Hakkari'de bu hafta 1995 günü gözaltına alınarak katledilen Abdülkerim Yurtseven, Mikdat Özeken, Münür Sarıtaş için adalet istendi. 

Hakkari Yüksekova'daki Sanat Sokakta "Kayıplar bulunsun failler yargılansın" eyleminin 146.'sı gerçekleşti. Gözaltında kaybedilen ve katledilenlerin fotoğraflarının taşındığı, "Kayıplar bulunsun failler yargılansın" pankartının yere serildiği eylem, 27 Ekim 1995 tarihinde Yüksekova'da gözaltına alındıktan sonra katledilen Abdülkerim Yurtseven, Mikdat Özeken, Münür Sarıtaş için gerçekleşti. 

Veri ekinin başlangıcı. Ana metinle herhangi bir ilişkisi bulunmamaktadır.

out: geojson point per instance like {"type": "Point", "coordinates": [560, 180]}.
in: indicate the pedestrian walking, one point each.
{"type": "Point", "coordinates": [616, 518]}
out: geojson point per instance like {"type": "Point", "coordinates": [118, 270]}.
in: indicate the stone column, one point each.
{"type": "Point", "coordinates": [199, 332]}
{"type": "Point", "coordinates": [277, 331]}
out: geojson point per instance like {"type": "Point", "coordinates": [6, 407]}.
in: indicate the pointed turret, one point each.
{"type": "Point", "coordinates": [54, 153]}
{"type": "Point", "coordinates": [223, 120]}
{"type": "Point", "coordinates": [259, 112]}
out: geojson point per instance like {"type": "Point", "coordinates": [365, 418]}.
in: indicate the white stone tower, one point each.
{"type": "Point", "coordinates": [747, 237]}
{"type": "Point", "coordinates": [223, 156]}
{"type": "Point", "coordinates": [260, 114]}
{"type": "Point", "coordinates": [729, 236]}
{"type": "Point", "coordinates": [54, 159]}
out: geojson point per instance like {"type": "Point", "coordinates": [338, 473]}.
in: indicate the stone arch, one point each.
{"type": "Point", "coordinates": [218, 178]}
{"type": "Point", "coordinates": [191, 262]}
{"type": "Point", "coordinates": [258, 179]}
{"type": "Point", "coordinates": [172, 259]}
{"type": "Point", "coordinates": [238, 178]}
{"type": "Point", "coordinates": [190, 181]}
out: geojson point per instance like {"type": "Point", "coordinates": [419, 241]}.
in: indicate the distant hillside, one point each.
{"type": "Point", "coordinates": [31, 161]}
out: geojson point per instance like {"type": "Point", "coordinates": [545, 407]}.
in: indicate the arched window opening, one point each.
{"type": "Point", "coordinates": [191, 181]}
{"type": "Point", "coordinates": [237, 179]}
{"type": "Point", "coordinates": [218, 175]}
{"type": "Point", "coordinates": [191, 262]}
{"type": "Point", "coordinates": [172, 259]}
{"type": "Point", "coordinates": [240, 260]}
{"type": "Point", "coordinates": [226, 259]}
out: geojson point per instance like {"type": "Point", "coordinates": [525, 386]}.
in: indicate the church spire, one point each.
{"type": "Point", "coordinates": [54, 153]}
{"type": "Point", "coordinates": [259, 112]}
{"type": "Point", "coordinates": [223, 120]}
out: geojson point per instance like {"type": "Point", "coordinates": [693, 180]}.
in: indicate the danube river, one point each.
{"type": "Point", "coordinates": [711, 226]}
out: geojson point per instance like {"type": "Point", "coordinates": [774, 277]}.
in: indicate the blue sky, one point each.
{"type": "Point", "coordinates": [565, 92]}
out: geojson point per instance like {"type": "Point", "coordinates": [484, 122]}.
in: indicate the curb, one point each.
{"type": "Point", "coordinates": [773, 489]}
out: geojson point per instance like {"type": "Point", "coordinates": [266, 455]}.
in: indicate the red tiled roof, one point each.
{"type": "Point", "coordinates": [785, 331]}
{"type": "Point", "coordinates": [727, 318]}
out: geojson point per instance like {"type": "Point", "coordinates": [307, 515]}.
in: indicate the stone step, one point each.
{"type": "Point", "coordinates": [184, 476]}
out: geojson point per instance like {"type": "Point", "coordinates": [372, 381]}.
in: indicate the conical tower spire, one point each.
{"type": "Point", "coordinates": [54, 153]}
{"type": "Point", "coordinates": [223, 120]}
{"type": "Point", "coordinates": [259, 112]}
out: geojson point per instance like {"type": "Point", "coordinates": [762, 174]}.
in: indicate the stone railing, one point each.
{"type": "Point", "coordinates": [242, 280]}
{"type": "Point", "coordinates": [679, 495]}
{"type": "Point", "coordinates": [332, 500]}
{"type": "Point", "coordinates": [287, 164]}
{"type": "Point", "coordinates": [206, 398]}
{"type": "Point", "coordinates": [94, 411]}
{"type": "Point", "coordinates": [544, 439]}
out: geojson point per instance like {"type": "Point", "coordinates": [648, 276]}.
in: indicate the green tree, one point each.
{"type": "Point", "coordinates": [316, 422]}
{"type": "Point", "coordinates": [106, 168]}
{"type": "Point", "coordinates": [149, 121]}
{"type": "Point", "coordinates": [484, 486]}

Binbaşı Mehmet Emin Yurdakul komutasındaki Yüksekova Komando Taburuna bağlı askerler, 27 Ekim 1995 günü Yüksekova'ya bağlı Ağaçlı köyüne gittiği belirtilen eylemde, askerlerin köylüleri dipçikleyerek, yaşlı insanları yerlerde sürükleyerek köy meydanında topladığı; rastgele seçilen 73 yaşındaki yürüme zorluğu çeken Abdülkerim Yurtseven, 18 yaşındaki Mikdat Özeken ve 13 yaşındaki Münür Sarıtaş'ın gözaltına alınarak askeri araçla Yüksekova İlçe Jandarma Taburuna götürdüğü hatırlatıldı. 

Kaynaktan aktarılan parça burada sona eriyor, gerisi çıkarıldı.